Hingis played the French Open after a six-week layoff for arthroscopic knee surgery and insisted she was delighted even to reach the semifinals at Paris. But she indicated it would be business as usual at Wimbledon. “I’m going there to win,” said Hingis, who skipped the rain-plagued Wimbledon warmup events and practiced in private.
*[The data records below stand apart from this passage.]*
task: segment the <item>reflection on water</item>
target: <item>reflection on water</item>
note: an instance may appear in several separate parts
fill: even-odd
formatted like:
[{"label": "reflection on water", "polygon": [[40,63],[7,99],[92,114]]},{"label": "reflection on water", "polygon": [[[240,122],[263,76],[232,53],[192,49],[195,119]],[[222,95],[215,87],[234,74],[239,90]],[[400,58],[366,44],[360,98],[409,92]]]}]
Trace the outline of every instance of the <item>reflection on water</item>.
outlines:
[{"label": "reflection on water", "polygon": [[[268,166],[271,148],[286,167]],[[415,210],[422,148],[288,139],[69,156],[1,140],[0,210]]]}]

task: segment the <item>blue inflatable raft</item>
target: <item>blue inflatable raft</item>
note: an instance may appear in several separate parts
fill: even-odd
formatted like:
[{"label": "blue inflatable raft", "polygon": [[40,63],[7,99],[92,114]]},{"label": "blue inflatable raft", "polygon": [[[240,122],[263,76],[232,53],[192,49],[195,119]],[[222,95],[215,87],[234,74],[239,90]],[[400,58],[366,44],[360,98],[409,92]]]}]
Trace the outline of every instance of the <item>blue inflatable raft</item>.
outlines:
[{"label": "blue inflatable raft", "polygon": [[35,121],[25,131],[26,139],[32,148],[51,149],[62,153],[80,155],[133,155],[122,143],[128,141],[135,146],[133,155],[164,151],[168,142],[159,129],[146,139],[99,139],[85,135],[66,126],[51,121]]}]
Hingis probably considers her top rivals for this title to be third-seeded Jana Novotna, whose game is tailored for grass, and eighth-seeded Arantxa Sanchez Vicario, who overcame her “grass is for cows” theory and reached the final in 1995 and 1996. But second-seeded Monica Seles, a finalist in 1992, is also anxious to take advantage of Graf’s absence and capture the only Grand Slam crown that has been beyond her grasp.

But Seles, never as ferocious on grass as she is elsewhere, has been underwhelmed by her level of play over the past month and admitted she will not win Wimbledon unless she toughens up.

“I think it’s going to be more open without Graf there, and anyone can win it, but I also think I’m putting more pressure on myself because I haven’t won it,” said Seles, who also admitted she misses the moral support of her father and coach, Karolj, who is home in Florida battling cancer.

Two contenders who are not putting pressure on themselves to win the title are the two new French Open champions, Kuerten and Majoli. Neither of them has won a match here and Kuerten has not even played Wimbledon before. Then again, before he seized his first title at a Grand Slam event two weeks ago, Kuerten, who faces New Jersey’s 119th-ranked Justin Gimelstob today, had not yet passed the quarterfinals of any tour event.

Fourth-seeded Majoli announced she would be relieved merely to pass Wimbledon’s first round after two fruitless visits. “My dream is to win first round,” she said. “I said to myself, ‘OK, I’m going to die on the court at Wimbledon just to win that first round.’ “

MEMO: Wimbledon Play begins today, weather permitting, and concludes Sunday, July 6.

Wimbledon Play begins today, weather permitting, and concludes Sunday, July 6.